What is the situation in the world?
Photo: Salih Güler
Human existence depends on the services and natural resources that protected areas seek to maintain or enhance. Currently, only 14.6 per cent of the earth’s land areas are protected.
Lack of improved water and sanitation facilities is predominantly a rural and poverty-related phenomenon.
Deforestation decreases biodiversity, access to clean water and increases soil erosion and the release of carbon dioxide. It often amounts in the loss of major economic asset and of the livelihood opportunities for rural communities, indigenous peoples and women.
Despite these improvements made, the number of slum dwellers continues to grow, partly due to the fast pace of urbanization.
What is the situation in Turkey?
Photo: Deniz Dalak
Awareness of environmental issues has progressively increased in Turkey since the late 1980s.

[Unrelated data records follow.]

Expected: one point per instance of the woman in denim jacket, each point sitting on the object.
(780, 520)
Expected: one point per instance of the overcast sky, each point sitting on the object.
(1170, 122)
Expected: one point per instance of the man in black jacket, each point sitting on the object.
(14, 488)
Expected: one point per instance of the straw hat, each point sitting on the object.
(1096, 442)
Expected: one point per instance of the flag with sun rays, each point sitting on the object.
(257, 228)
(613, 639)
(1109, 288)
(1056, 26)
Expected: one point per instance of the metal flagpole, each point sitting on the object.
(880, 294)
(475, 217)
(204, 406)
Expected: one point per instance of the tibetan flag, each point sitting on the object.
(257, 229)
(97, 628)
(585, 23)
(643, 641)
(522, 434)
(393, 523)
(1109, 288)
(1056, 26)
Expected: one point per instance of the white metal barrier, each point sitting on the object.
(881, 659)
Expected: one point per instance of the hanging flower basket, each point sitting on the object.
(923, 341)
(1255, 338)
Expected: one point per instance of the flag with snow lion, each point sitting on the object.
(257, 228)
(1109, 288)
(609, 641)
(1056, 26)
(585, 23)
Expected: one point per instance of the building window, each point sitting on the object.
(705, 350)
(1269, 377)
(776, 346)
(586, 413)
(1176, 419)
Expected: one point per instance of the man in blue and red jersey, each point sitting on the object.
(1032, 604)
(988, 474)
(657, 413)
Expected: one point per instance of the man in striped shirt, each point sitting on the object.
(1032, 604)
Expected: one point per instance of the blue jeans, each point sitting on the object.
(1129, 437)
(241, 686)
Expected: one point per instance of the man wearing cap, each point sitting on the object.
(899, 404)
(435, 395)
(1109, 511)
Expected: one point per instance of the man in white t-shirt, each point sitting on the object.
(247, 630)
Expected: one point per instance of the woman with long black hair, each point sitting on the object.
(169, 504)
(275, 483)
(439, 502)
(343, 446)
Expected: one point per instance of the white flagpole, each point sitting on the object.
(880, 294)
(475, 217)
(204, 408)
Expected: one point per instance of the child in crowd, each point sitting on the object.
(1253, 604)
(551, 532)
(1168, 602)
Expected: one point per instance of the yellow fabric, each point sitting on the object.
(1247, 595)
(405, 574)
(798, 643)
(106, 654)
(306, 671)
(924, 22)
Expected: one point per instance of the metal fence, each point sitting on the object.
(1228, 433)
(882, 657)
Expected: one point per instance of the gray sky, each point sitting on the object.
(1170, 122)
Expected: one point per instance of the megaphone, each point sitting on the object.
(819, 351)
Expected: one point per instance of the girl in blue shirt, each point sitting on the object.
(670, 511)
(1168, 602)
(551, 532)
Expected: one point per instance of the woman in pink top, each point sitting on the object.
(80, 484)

Progress has been made in developing legislation regarding environmental problems and the institutionalization of approaches to problem solving.
Despite these positive developments however, there are deficiencies in the implementation of environmental management systems. Currently the environment-related portion of the Turkish legal structure is undergoing major revisions to incorporate the European Union directives, which will lead to an improvement in the environment in the long term.
Turkey however started to freeze the use of CFCs before most of the Article 5 countries of the Montreal Protocol, and received an outstanding achievement award from UNDP in 1997. As regards to safe drinking water, according to recent data, access to safe drinking has increased from 83.1% to 97.8% between 1994 and 2008.
Proportion of Terrestrial and marine protected areas was 5.05% in 2008 and CO2 emissions was 299,105 tonnes in 2009 according to TÜİK.
However Turkey still needs to integrate its environmental policies to its economic and social policies.